Fleet Management
The Fleet page gives you a centralized view of every agent node enrolled in the current environment. From here you can monitor node health, inspect system resources, view pipeline metrics, trigger agent updates, and stream live logs.

Node list
All enrolled agent nodes are displayed in a table with the following columns:
| Column | Description |
|---|---|
| Name | The node name. Click it to open the node detail page. You can rename nodes from the detail view. |
| Host:Port | The hostname or IP address and API port the agent is listening on. |
| Environment | The environment the node is enrolled in. |
| Labels | Key-value labels assigned to the node, shown as key=value badges. See Node Labels below. |
| Version | The Vector version running on the node. |
| Agent Version | The VectorFlow agent version, plus deployment mode (Docker or Binary). An Update available badge appears when a newer version exists. |
| Status | Current health status (see statuses below). |
| Last Seen | How recently the agent last communicated with the server. |
If no agents have enrolled yet, the page shows a prompt directing you to generate an enrollment token in the environment settings.
Node health statuses
Agent nodes report their health through periodic heartbeats. VectorFlow derives the following statuses:
- Online -- The agent is sending heartbeats within the expected interval. The node is healthy and processing pipelines.
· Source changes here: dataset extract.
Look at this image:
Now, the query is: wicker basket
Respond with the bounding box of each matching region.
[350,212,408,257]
- Unreachable -- The agent has missed heartbeats beyond the configured threshold (default: 3 missed intervals). This typically means the agent process has stopped, the host is down, or there is a network issue.
The heartbeat threshold is calculated as fleetPollIntervalMs * fleetUnhealthyThreshold. With the default settings of a 15-second poll interval and a threshold of 3, a node is marked unreachable after approximately 45 seconds of silence.
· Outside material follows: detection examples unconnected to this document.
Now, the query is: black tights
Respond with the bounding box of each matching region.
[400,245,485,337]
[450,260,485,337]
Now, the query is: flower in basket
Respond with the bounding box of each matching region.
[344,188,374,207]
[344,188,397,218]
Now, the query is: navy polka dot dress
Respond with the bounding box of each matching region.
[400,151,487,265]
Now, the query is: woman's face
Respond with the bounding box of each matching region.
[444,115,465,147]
You can adjust the heartbeat interval and unhealthy threshold in the system settings.
Node detail page
Click a node name to open its detail page, which provides deep visibility into that specific agent.

Node details card
A summary card shows key information at a glance:
- Status -- Current health status
- Environment -- Which environment the node belongs to
- Agent Version -- The installed VectorFlow agent version
- Vector Version -- The Vector binary version
- Last Heartbeat -- Timestamp of the most recent heartbeat
- Enrolled -- When the agent first enrolled
- Host / API Port -- Network address details
- Last Seen / Created -- Timestamps for tracking node lifecycle
System resources
Charts display real-time and historical metrics for the node's host machine:
- CPU usage -- Derived from cumulative CPU seconds
- Memory usage -- Used vs. total memory
- Disk usage -- Filesystem used vs. total bytes
- Load averages -- 1, 5, and 15-minute load averages
- Network I/O -- Bytes received and transmitted
- Disk I/O -- Bytes read and written
You can adjust the time window (up to 168 hours / 7 days) to view historical trends.
Pipeline metrics
A table shows every pipeline deployed to the node along with live throughput data:
| Column | Description |
|---|---|
| Pipeline | Pipeline name |
| Status | Running, Stopped, Starting, or Crashed |
| Events In / Out | Total event counts with live per-second rates |
| Errors | Total error count with live error rate (highlighted in red if non-zero) |
| Bytes In / Out | Total bytes processed with live byte rates |
| Uptime | How long the pipeline has been running on this node |
Logs
A live log stream from the agent, with filtering options:
- Log level -- Filter by severity (DEBUG, INFO, WARN, ERROR)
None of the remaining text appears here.